Ces bruits souterrains, ruidos, ont toujours causé beaucoup de frayeur aux habitans des localités où ils ont été entendus, et ils n’ont pas moins exercé la sagacité des physiciens, qui se croient obligés de tout expliquer dans la nature. Le flottement des continens sur un noyau fondu et liquide nous en donnera une très plausible raison. Si, dans les mers glacées du pôle, où flotte ce qu’on appelle si justement des champs de glace, un courant inférieur passe sans entraîner les blocs à demi soudés qui hérissent la surface de la mer polaire, alors ce courant qui passe au-dessous, entraînant avec lui des masses submergées, les fait heurter contre les blocs supérieurs et produit d’effroyables retentissemens, de véritables explosions de chocs réitérés, qui doivent avoir leurs analogues dans les déplacemens du fluide intérieur du globe entraînant avec lui des débris de continens submergés, qui heurtent aussi en dessous la masse qui porte nos villes et nos campagnes comme le fond déprimé du bassin des mers.

Mais de toutes les manifestations du feu central, la plus indubitable, c’est l’action des volcans, dont la terre est à la lettre criblée, du moins quand on met en ligne de compte, non-seulement ceux qui ont fait éruption depuis les âges historiques, mais encore ceux dont l’existence est mise hors de doute par les produits ordinaires des volcans, savoir des épanchemens de lave, des basaltes, des sables volcaniques et toutes les roches dont l’origine ignée n’est pas douteuse.
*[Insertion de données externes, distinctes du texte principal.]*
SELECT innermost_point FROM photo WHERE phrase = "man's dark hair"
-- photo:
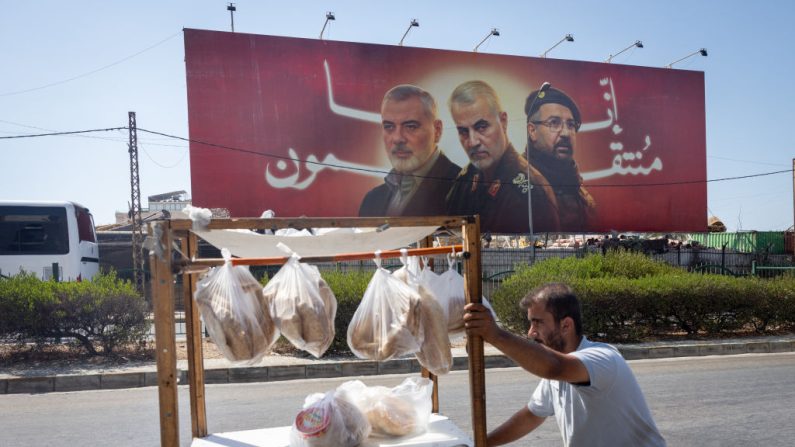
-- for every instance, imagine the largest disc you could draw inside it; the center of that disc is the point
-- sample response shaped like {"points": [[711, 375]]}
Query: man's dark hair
{"points": [[559, 300]]}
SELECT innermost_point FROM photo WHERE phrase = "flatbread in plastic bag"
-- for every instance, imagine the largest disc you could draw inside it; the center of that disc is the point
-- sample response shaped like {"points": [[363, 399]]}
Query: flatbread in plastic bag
{"points": [[386, 323], [329, 420], [235, 312], [435, 353], [399, 411], [303, 305], [448, 288]]}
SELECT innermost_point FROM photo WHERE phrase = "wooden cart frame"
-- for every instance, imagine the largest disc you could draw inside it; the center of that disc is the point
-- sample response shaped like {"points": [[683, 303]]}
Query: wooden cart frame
{"points": [[164, 267]]}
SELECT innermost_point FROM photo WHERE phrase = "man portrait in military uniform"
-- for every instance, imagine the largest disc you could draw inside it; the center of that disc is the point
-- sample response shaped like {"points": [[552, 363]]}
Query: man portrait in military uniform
{"points": [[495, 182], [421, 174], [553, 120]]}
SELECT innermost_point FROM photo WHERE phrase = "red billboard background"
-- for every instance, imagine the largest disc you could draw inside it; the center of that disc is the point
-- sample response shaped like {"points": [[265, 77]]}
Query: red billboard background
{"points": [[259, 107]]}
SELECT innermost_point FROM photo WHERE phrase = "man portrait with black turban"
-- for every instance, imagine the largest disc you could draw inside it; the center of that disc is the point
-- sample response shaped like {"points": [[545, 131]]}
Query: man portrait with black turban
{"points": [[553, 120]]}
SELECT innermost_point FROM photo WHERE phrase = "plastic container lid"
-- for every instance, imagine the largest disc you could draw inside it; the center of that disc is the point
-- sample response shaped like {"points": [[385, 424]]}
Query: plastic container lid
{"points": [[312, 422]]}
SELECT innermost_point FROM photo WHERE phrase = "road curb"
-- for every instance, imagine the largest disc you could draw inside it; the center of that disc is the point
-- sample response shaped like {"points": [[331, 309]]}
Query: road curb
{"points": [[347, 368]]}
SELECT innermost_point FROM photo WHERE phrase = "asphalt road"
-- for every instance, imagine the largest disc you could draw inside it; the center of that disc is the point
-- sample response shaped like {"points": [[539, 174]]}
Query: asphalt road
{"points": [[701, 401]]}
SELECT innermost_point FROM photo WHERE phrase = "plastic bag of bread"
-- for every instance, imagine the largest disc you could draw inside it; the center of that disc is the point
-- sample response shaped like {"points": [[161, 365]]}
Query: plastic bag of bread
{"points": [[399, 411], [303, 305], [448, 288], [386, 323], [435, 353], [235, 312], [329, 420]]}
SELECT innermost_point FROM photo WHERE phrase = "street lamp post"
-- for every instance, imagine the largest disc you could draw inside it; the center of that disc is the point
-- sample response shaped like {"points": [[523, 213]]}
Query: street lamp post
{"points": [[413, 23], [329, 16], [493, 32], [702, 51], [637, 43], [231, 8], [566, 38]]}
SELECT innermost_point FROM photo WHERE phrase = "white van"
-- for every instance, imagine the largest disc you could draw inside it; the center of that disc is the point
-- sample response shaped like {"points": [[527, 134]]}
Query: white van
{"points": [[40, 237]]}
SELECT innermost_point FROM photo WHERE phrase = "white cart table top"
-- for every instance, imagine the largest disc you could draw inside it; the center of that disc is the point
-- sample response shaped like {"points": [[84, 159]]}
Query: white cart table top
{"points": [[441, 433]]}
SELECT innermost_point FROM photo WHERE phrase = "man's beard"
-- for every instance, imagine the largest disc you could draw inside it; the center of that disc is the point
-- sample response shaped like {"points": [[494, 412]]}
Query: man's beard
{"points": [[405, 165], [555, 341], [483, 164]]}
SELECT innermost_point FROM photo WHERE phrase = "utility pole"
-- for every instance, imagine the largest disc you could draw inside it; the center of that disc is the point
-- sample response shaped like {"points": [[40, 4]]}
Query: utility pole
{"points": [[135, 207]]}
Bien plus, dans les couches relevées des hautes montagnes, on reconnaît des laves qui, dans une période antérieure à la nôtre, avaient pénétré au travers de l’écorce d’alors de notre globe, et qui depuis ont été soulevées, disloquées, inclinées avec les couches qu’elles avaient pénétrées antérieurement. — Mais, dira-t-on, en admettant une rupture dans une plaine continentale, une crevasse, une fente dans le terrain et qui pénètre au travers, comment les matériaux en fusion du noyau central nous arriveront-ils ?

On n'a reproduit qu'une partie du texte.